Thursday 23 February 2017 12:53pm
Physiology’s “Sheard Lab” plays its part for the cause (from left) Ash Gillon, Associate Professor Phil Sheard, Navneet Lal and Kathrine Nielsen.
The Department of Physiology has once again raised significant funds for a charity close to its heart.
Last week the Department held its second annual South Island Cycle Challenge at the Wall Street Mall to raise funds for the Heart Foundation – New Zealand’s leading independent funder of heart research.
It saw about 40 teams from Otago departments and Dunedin businesses pedalling to clock up as many kilometres as possible in 10 minutes on an exercise bike. Those kilometres were then added to a map of New Zealand to try and “cycle” from Dunedin to Haast.
"It was also a great way to raise awareness of heart disease - having people doing exercise over the three hour period!"
One of the organisers, Physiology Departmental Administrator and PA to the Head of Department, Tracey Fleet says this year’s event was held to coincide with the Heart Foundation’s Annual Appeal day and was once again very popular.
“We have a good relationship with the Heart Foundation and our Department has been fortunate to gain a lot of funding from them over the years, so we were happy to help,” Mrs Fleet says. “It was also a great way to raise awareness of heart disease - having people doing exercise over the three hour period!”
In addition, Physiology PhD student Lorna Daniels attempted her own challenge – to do 1,000 burpees over the course of the event.
“It added a real buzz to the event, and she did it in just under three hours - an incredible achievement.”

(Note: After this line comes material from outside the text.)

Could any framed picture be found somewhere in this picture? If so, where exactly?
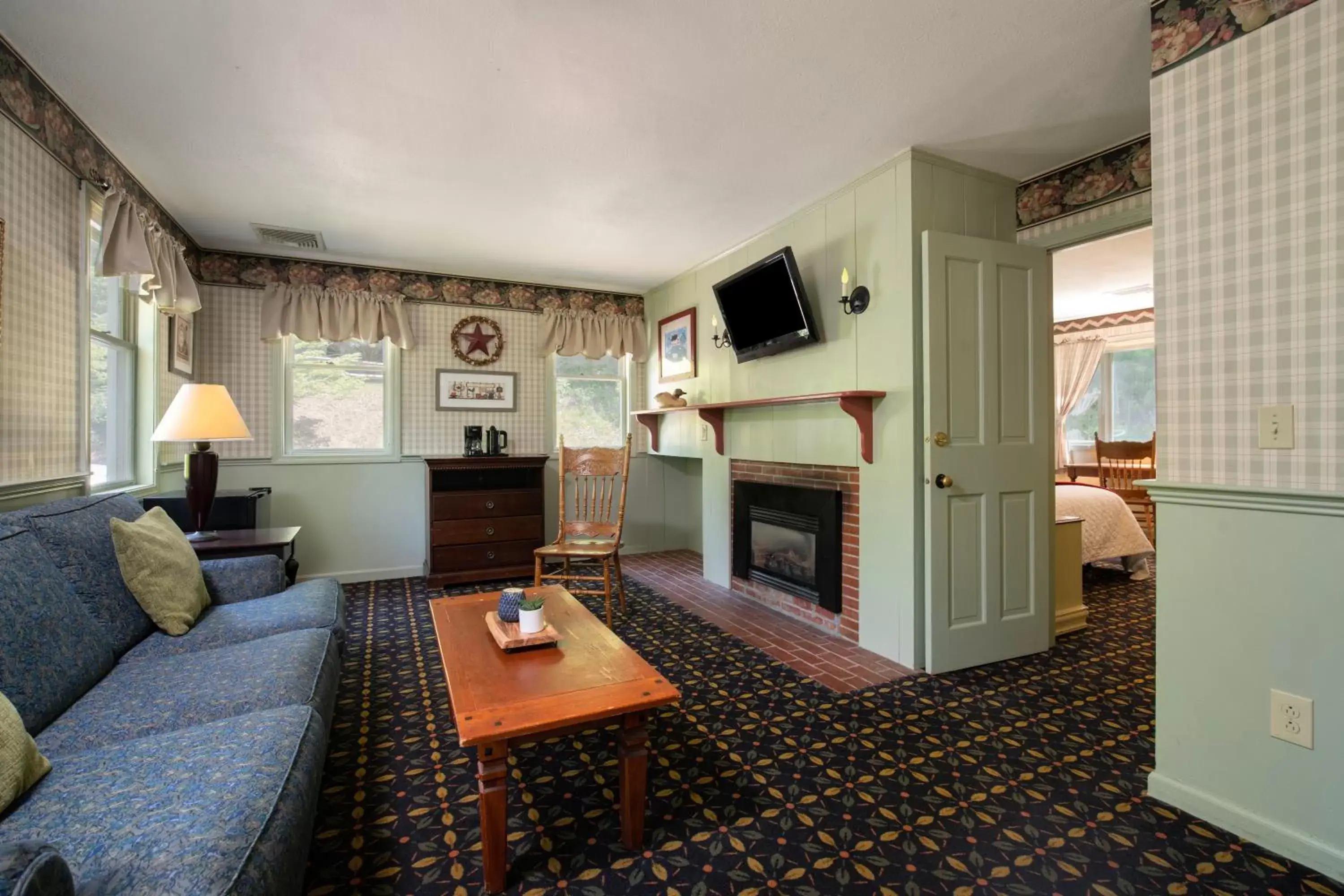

Currently the event has raised around $2,500, with a final tally to be calculated in several weeks once all of the donations are in. If you would like to donate go to: https://give.everydayhero.com/nz/south-island-cycle-challenge-2017
About the Heart Foundation:
The Heart Foundation has invested more than $55 million into research and cardiology training since 1970, with the Department of Physiology having many researchers who have been recipients of this funding.
Heart Disease is New Zealand’s biggest killer, responsible for the deaths of more than 6000 Kiwis every year. New Zealand women are 4.6 times more likely to die from heart disease than breast cancer.